За ужином печник ни к чему не притронулся, хотя дежурный по кухне настойчиво придвигал к нему миску. Потеряв терпение, он опрокинул миску на пол и тут увидел на дне её бумажку. На бумажке было что-то написано. Евлампий с трудом разобрал: "в полночь у печки". Подписи не было.
 После переклички он аккуратно свернул одеяло, на цыпочках вышел из камеры следом за дневальным, прокрался к заветной комнате.
 Печь будто ждала, светясь в темноте плиточками. Он привычно погладил ее, успокаивая. Ему даже показалось, что она теплеет под его ладонью.
 В углу, за печкой, что-то зашевелилось. Евлампий сжал кулаки.
 Кулаки не понадобились: из темноты вышла девушка в арестантской робе, по брови повязанная шалью. Она молча взяла Евлампия за руку и повела в угол. Подведя к стене, положила его руку туда, где должен был быть кирпич и спросила, не глядя на него:
 - Где всё?
 Евлампий, вытаращив глаза, посмотрел на неё. Потом как-то замер весь и прохрипел:
 - Полька!
 Она равнодушно ответила:
 - И что? Прыгнешь в колодец?
 - Тебя скину! Как ты здесь? Эта мразь как всегда за тобой стоит?
 - Не надо это. Скажи, где всё? Ты один знаешь про кирпичи. Только не ври! Иначе я пропаду!
 Евлампий судорожно начал выскабливать один кирпич за другим, пока не оказался перед провалом размером с банковскую ячейку. Внутри было пусто.
 - Вот. Всё «секретики» прячешь? - усмехнулся Евлампий.
 - Не до секретиков. Живой бы остаться, - загрустила Полька.
 - Тогда так: меняемся одеждой. Меня поутру выведут во двор. Прыгаешь на забор - и в дамках! Тебе по заборам не привыкать, - опять не сдержался Евлампий.
 Полька в мгновение ока оказалась нагой - у Евлампия перехватило дух. Стараясь смотреть в стену, он быстро стащил с себя верхнее, нацепил Полькино. Было коротковато.
 Ничего, потерпим! Евлампий в последний раз глянул в её сторону, почесал шаль на голове и исчез в потёмках.
 
 Поутру заведение накрыла новость: на заборе нашли девку в мужской одежде. Она зацепилась за проволоку, не смогла слезть и истекла кровью.
 Догадки строили самые разные, сошлись в одном: бегала к жениху.

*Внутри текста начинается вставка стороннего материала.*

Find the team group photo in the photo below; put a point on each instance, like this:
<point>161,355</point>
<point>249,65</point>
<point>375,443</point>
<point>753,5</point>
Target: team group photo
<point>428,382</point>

 Скоро всё успокоилось, так как никто о ней ничего не знал.

 Евлампий к тому времени был уже так далеко, что одна мысль о Польке казалась ему сказкой.
 И выглядел он теперь иначе: пальто, шляпа, перчатки. Тщательно постриженные усики благоухали одеколоном. Отполированные ногти сияли чистотой и благополучием.
 Только в душе была смута. Как там она? Что с ними будет дальше?
 На эти вопросы мог бы ответить его сосед по купе, уткнувшийся в свежую английскую газету, если прижать к его горлу холодный кулак Евлампия.

 Ну вот и приехали!
 На станции было мертвецки тихо. Только домик почтового служащего как-то жалобно светил фонарём над крылечком. Окна были задраены шторами, дым из трубы не шёл. У крылечка лежала псина. Сквозь клочки шерсти посверкивал голодный глаз.
 Приехавшие в нерешительности остановились на заросшей тропинке.
 Наконец дверь на крылечке скрипнула - показалась шапка с ушами, нет - с рожками? Под ней странного вида персона.
 Персона, не взглянув на пришлецов, махнула призывно рукой, и все вошли в домик.
 Там их уже ждали не менее интересные личности: кто-то в фуражке с огромным околышем, другой в восточном халате и в тюрбане, третий в обычном домашнем халате и в домашних же туфлях на босу ногу. Беседа завязалась не сразу. Сначала пили чай из странного самовара с огромным солдатским сапогом сверху. Потом листали газеты. И всё молча.
 Один всех оглядывал и что-то записывал на листок. Листок пустили по кругу.
 Каждый расписался против своего имени.
 - Как когда-то в студенчестве, перед лекцией, - усмехнулся Евлампий.